Chandra only gave me a wise look. “I know. Colby knows. If you are truly evil, you will need no reason to kill us. Or maybe it would be for the enjoyment.”

“Killing isn’t fun,” I said in amazement. “It’s awful. I fight to kill only when I’m afraid. You know, like when demons and Nightwalkers and other nasties attack.”

“As would most people,” Chandra said. “This is known as the fight-or-flight response. In your case, instead of running away, you stay and face the danger, knowing it is your best chance of survival.”

For some reason, her calm explanation made me very angry. No, not angry, scared—worried she was right. It was much easier to believe I did the things I did because I was evil incarnate, made so by the evil goddess who’d hatched me.

“You don’t know me,” I yelled at her. “You don’t.
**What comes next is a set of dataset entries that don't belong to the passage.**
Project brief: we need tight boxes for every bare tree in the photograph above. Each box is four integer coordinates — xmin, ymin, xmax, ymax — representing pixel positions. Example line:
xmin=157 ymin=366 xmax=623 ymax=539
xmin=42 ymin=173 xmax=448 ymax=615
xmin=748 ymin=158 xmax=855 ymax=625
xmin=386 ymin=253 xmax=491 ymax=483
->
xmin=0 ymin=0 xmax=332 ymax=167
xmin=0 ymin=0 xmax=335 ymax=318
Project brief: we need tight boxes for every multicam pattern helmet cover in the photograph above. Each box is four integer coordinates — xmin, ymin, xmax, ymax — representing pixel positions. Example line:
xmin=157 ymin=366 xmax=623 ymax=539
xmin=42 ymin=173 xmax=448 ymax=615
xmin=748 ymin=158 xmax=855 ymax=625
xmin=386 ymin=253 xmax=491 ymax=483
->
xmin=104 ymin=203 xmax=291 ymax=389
I don’t want to talk about it.”

I spun away, my skirt swinging.

“I do know you, Gabrielle,” Chandra said. “Better than you think.”

I don’t know what she meant, and at the moment, I didn’t care. I skulked around the walls scanning for auras, trying to focus on the business at hand, but I couldn’t. I kept hearing Chandra saying, You are not evil, child.

But I was. I’d stalked Nash, studying everything he could do, then burst into his house and chained him up. Maya had tried to shoot me for it. I’d made up for it by helping save him and bring down a murderous witch, but all my good deeds couldn’t erase how bad I was. Grandmother Begay reminded me of that every day.

I stood in the middle of the arena and tried to put the disturbing conversation out of my head. I couldn’t sense any auras other than the lingering ones of the demons, dead and alive, but they were faint, days old.

The mirror had said it sensed something immensely strong, something that scared it into screaming. But I felt … nothing.

I went to Colby and took back the shard from him. “You’re malfunctioning. There’s nothing here.”

The mirror sang in a whisper, “You’re wro-ong.”

“Let’s go,” I said angrily, stuffing the shard away, and I walked out, this time using the mundane method of the stairs.


Chandra, Colby, and I rode in silence back to the C. Amos, who’d missed the drama, shot me puzzled looks in the rearview mirror, but no one enlightened him about what we’d found or not found.

When we reached the C, I ran inside before Chandra could even get out of the car. I didn’t want to face her anymore. Colby followed me but headed for the gardens, cell phone in hand, saying he had calls to make.

So it did not help my mood as I strode through the casino to catch sight of a small woman at a slot machine resolutely punching its button. The C didn’t have many slot machines, and the woman seemed very angry with this one.

I almost hadn’t recognized her in the black pants and deep blue top she wore, looking like any other retiree who’d come off a tour bus to do a little gambling.

I marched up to her, but she didn’t cease smacking the button, even when I stopped next her.

“There is something wrong with this machine,” Grandmother Begay growled while she pinned the spinning wheels with her glare. “It is not paying me any money. You must tell them to fix it.”